The Vikings coaching and college scouting staffs spent the week in Mobile at the Senior Bowl, observing practices and conducting interviews to continue building scouting reports on some of the country's best college football players. Vikings Head Coach Mike Zimmer keeps a universal perspective in mind as he watches practices and thinks about improving his team, but he surely can't help but to pay special attention to the defensive players.

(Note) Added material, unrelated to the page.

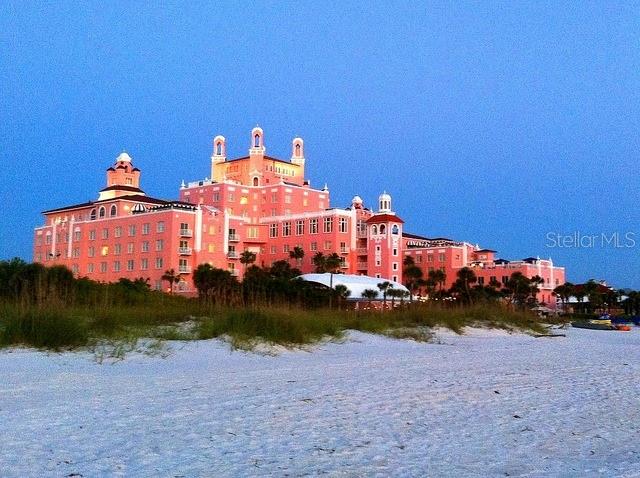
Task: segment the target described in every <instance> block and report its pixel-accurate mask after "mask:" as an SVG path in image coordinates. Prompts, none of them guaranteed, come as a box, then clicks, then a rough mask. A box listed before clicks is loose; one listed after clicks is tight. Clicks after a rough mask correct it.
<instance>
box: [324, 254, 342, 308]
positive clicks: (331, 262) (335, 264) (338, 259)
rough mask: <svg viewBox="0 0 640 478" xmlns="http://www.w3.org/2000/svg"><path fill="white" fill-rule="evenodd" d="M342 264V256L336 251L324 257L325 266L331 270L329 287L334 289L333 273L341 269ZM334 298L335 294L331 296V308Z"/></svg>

It was the Senior Bowl, after all, where the Vikings found perhaps the perfect fit at safety in Zimmer's defense. Harrison Smith was a Senior Bowl standout in 2012, so much so that the Vikings, who coached the North squad that season, felt strongly enough about his potential that they traded back into the end of the first round to secure Smith's services. Zimmer was not with the Vikings at the time, but fast-forward two seasons later and it looks as if Smith was hand-picked to play in Zimmer's defense.

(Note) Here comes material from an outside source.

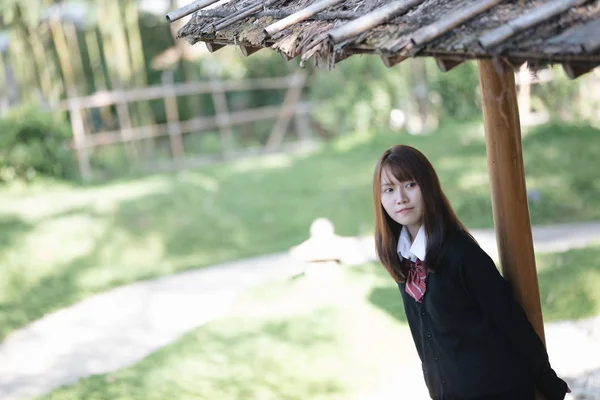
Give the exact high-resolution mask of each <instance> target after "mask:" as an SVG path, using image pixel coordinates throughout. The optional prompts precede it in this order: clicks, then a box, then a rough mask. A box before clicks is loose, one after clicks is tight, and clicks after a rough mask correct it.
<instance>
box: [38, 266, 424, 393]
mask: <svg viewBox="0 0 600 400" xmlns="http://www.w3.org/2000/svg"><path fill="white" fill-rule="evenodd" d="M341 274H342V275H341V276H340V278H339V279H335V280H333V281H328V282H326V283H324V282H321V281H319V280H311V279H304V278H300V279H296V280H291V281H285V282H277V283H272V284H269V285H261V286H260V287H258V288H256V289H252V290H250V291H249V292H248V293H245V294H243V295H242V297H243V298H242V299H240V300H239V301H237V302H236V303H235V304H233V305H232V306H231V309H230V315H231V316H229V317H227V318H223V319H220V320H216V321H212V322H210V323H208V324H207V325H205V326H203V327H200V328H198V329H196V330H194V331H193V332H190V333H189V334H187V335H185V336H183V337H182V338H180V339H179V340H177V341H176V342H175V343H173V344H172V345H170V346H168V347H166V348H165V349H162V350H159V351H157V352H155V353H153V354H152V355H150V356H149V357H147V358H145V359H144V360H142V361H140V362H139V363H136V364H135V365H133V366H131V367H128V368H125V369H123V370H120V371H116V372H114V373H110V374H107V375H98V376H94V377H89V378H85V379H82V380H80V381H79V382H77V383H76V384H75V385H72V386H67V387H63V388H61V389H58V390H56V391H54V392H52V393H50V394H48V395H46V396H43V397H42V398H41V399H46V400H69V399H89V400H126V399H145V400H163V399H173V400H183V399H190V400H191V399H219V400H238V399H247V400H258V399H260V400H304V399H311V400H348V399H353V398H358V397H359V396H358V394H359V393H361V392H364V391H370V390H372V389H373V387H375V386H376V385H377V384H378V383H379V382H380V381H381V380H382V379H384V378H387V377H388V376H389V371H390V368H391V366H392V365H394V364H395V363H397V360H398V359H404V360H405V361H406V360H407V352H406V349H407V348H409V346H412V341H411V340H410V333H409V330H408V326H407V325H406V324H405V323H403V322H402V321H399V320H397V319H396V318H395V316H392V315H389V314H388V313H387V311H388V310H393V311H399V312H401V310H402V303H401V300H400V298H399V294H398V286H397V285H396V284H394V282H393V281H392V280H391V279H389V277H387V276H386V273H385V271H384V270H383V268H382V267H381V266H379V265H366V266H364V267H362V268H356V269H355V270H345V271H343V272H342V273H341ZM374 292H377V293H378V301H384V302H385V303H386V304H385V308H384V309H381V308H380V304H374V303H373V301H372V294H373V293H374ZM380 293H384V295H383V296H381V295H380ZM410 354H411V357H413V358H411V360H414V359H416V353H414V351H412V352H411V353H410ZM41 399H40V400H41Z"/></svg>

In over 20 years coaching in the NFL, Zimmer has found success with defenses that feature odd-man fronts and even-man fronts, by bringing pressure and by playing coverage, and with zone principles and man principles. Aside from an uncanny ability to devise scheme and adapt to what offenses are doing, Zimmer has been able to remain versatile and successful for such a long time because he always seems to find players who are a perfect fit for his defenses – like Smith is in Minnesota.
George Edwards, the Vikings Defensive Coordinator, knows as well as anyone what exactly Zimmer wants from his defense and his defensive players in Minnesota.
"He does a little bit of everything pretty well for us – he is a good blitzer, he is good playing in the middle of the field, he is good down in the box," Edwards said. "From that aspect of it, his attention to detail and what he brings to the table should pan out well for us."
Smith is responsible for making every sort of play that a defender can make. Aside from leading the team in tackles with 120, Smith also collected nine pass breakups and five interceptions, 4.0 tackles for loss, 3.0 sacks and one forced fumble.
"I really get to do it all – blitz, play deep, come down and contain the run. I really get to do everything that a defensive player could be assigned to," Smith said. "It kind of lets you get involved in every aspect of the game."
Smith's production was copious and varied, but his head coach keeps it simple when describing what he likes about his hard-hitting safety.
"The thing I like most about Harrison is he's a football player, he's intelligent," Zimmer said. "He comes and asks questions if he doesn't know and he'll try to do it to the very best he possibly can."
The bottom line? Smith's a perfect fit.